Opening Song: My Hands Say Hello
Book: Have You Heard the Nesting Bird? by Rita Gray. This book includes lots of fun bird sounds and led really nicely into the kookaburra sounds I wanted to share with them.
Song: Kookaburra, sung with ukulele. I introduced the uke first since we have not yet used it a TON in storytime. I shouldn't be so shy to use it - it holds their attention SO WELL.
Kookaburra sits in the old gum tree
Merry, merry king of the bush is he
Laugh, kookaburra, laugh, kookaburra
Gay your life must be!
Kookaburra sits in the old gum tree
Eating all the gum drops he can see
Stop, kookaburra! Stop, kookaburra,
Save some gum for me!
Media: After I sang the song, I brought out my laptop and showed the kids this short video so they can hear what a kookaburra actually sounds like!
Before I started the clip, I let everyone know that I hoped they could see but if not, it was okay. I really wanted them to LISTEN to what the kookaburra sounds like.
Felt Story: The Most Wonderful Egg in the World by Helme Heine. Oh, they laughed and laughed at this funny story about hens trying to lay the most wonderful eggs!
Song: I Know a Chicken by Laurie Berkner with shaky eggs. Of course, a story about eggs lent itself beautifully to breaking out our shaky eggs and shaking them to this song. I played the song on CD and helped lead the kids in shaking their eggs like the song instructs.

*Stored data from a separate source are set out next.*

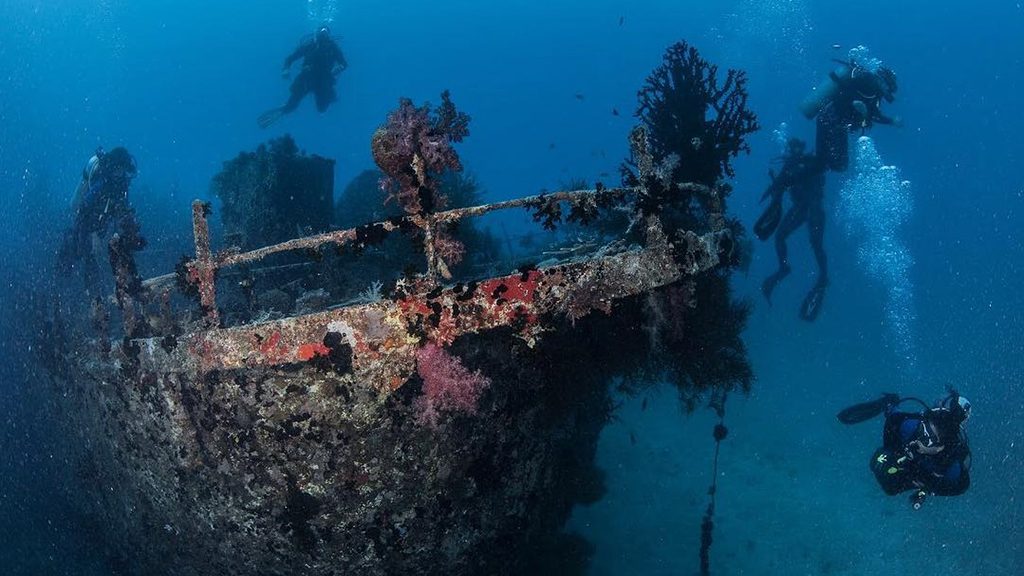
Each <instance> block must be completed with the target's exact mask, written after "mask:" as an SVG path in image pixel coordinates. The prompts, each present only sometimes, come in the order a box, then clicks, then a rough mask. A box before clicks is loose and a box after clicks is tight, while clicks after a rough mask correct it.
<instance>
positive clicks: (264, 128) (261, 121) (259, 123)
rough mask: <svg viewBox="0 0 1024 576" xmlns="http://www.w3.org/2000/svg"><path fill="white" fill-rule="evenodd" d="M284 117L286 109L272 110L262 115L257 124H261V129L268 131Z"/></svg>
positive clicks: (277, 108) (257, 118)
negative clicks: (278, 120)
mask: <svg viewBox="0 0 1024 576" xmlns="http://www.w3.org/2000/svg"><path fill="white" fill-rule="evenodd" d="M284 115H285V111H284V109H281V108H272V109H270V110H268V111H266V112H264V113H263V114H261V115H260V116H259V118H257V119H256V123H257V124H259V127H260V128H263V129H266V128H269V127H270V126H272V125H273V123H274V122H276V121H278V120H281V117H282V116H284Z"/></svg>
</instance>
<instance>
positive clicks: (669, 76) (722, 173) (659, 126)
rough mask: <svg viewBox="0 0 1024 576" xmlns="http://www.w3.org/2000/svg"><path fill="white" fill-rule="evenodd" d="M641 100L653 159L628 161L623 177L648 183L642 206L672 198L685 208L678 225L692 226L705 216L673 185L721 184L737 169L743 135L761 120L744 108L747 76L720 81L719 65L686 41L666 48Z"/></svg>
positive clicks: (710, 185) (639, 114)
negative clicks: (689, 182) (693, 182)
mask: <svg viewBox="0 0 1024 576" xmlns="http://www.w3.org/2000/svg"><path fill="white" fill-rule="evenodd" d="M638 98H639V105H638V106H637V112H636V115H637V117H638V118H639V119H640V120H641V122H642V124H643V126H644V128H645V130H646V139H647V141H645V142H644V143H645V148H646V152H647V153H648V154H649V157H647V158H634V159H632V160H631V161H629V162H628V163H626V164H624V165H623V168H622V172H623V177H624V180H625V182H626V183H627V184H630V186H637V184H641V183H642V184H644V186H645V187H646V194H645V195H644V196H643V197H642V198H641V199H640V204H641V206H640V207H641V209H643V210H644V211H645V212H650V211H651V210H657V209H660V208H662V207H664V206H665V205H667V204H672V205H675V207H676V209H680V207H681V209H682V213H680V214H677V216H678V217H679V218H678V219H679V220H680V221H679V222H678V223H679V224H681V225H686V227H690V228H692V225H693V224H694V222H695V221H696V220H698V219H700V217H699V216H700V215H698V214H694V213H693V211H692V208H691V207H690V206H689V204H690V200H691V198H692V195H691V194H684V193H682V192H680V191H678V190H676V189H674V187H673V184H676V183H680V182H695V183H699V184H703V186H707V187H709V188H712V187H719V188H720V189H721V188H722V187H721V180H722V179H723V178H725V177H731V176H732V175H733V169H732V159H733V158H735V157H736V156H737V155H738V154H739V153H740V152H750V147H749V146H748V145H746V142H745V139H744V138H745V136H746V135H748V134H750V133H752V132H754V131H756V130H757V129H758V128H759V126H758V122H757V117H756V116H755V115H754V113H753V112H751V111H750V110H749V109H748V108H746V98H748V94H746V75H745V74H744V73H743V72H740V71H736V70H729V71H728V72H726V75H725V79H724V81H721V83H720V80H719V74H718V67H717V66H715V65H713V64H710V63H709V61H708V60H706V59H703V58H702V57H701V56H700V54H699V53H698V52H697V50H696V48H694V47H692V46H690V45H688V44H687V43H686V42H684V41H681V42H678V43H676V44H674V45H672V46H671V47H669V49H668V50H667V51H666V53H665V58H664V61H663V64H662V66H659V67H658V68H657V69H655V70H654V72H652V73H651V74H650V76H648V77H647V81H646V83H645V85H644V86H643V87H642V88H641V89H640V91H639V93H638ZM645 163H646V164H645ZM645 167H646V169H644V168H645ZM641 180H643V181H641ZM723 190H724V189H723ZM696 200H697V201H698V203H699V204H700V205H701V207H702V208H703V210H705V211H709V212H719V211H721V210H724V207H722V206H720V205H719V204H720V202H719V201H717V200H713V201H711V202H709V199H707V198H702V197H697V198H696Z"/></svg>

Closing Song: Do You Know What Time It Is?
(As you can see, I only read one book, though I had two more pulled. There are so many great bird books! Check out Storytime Katie's bird storytimes (Birds 1 and Birds 2) for more ideas!)
Cheerio Bird Feeders. I found this idea on Here Comes the Sun via Pinterest and I love it because it is simple and cheap! I cut long pipe cleaners in half and got them started by curling one end around a Cheerio. I put out plain Cheerios and let the kids go to town. This is a great fine motor activity and hopefully it will encourage some bird-watching when families return home. (Also, it's not messy... no peanut butter, no honey. We did have some crushed Cheerios on the floor, but that was no big deal to sweep up.)
Feed the Baby Birds. This activity comes from Powerful Mothering and it's another simple activity great for developing fine motor skills and reinforcing science concepts. I made "baby birds" out of large pom poms (hot-glued on wiggle eyes and yellow felt beaks), "worms" out of white pipe cleaners (curl them around your finger), and "mommy birds" out of clothespins. Kids could use the clothespins to feed worms to the baby birds and move them around the "nest". I had a few friends who camped out at this station and didn't want to leave it behind!
Bird Beaks. This one is from To the Moon and Back, adapted with what I had on hand. Each tool (slotted spoon, tweezers, clothespin) represents a different kind of beak you might find in the bird world. Which type of beak works best for each food? The foods I used were small pom poms (replacing the mini marshmallows that Dusty used because I was afraid those would get eaten), dry black beans (leftover from last week's sound program), and more of our pipe cleaner "worms". I tried to talk to kids as much as I could at this station because while they loved dumping everything in the water and stirring, it's not a very self-explanatory station. This might be a better station with a smaller group or one-on-one.
We had our biggest crowd yet for this Preschool Lab (I counted 30 kids in the room) and I'm so happy to share a program I felt great about with such a great crowd! We only have one more week of summer Preschool Lab, and I'm definitely going to write up how the program went overall once we're done.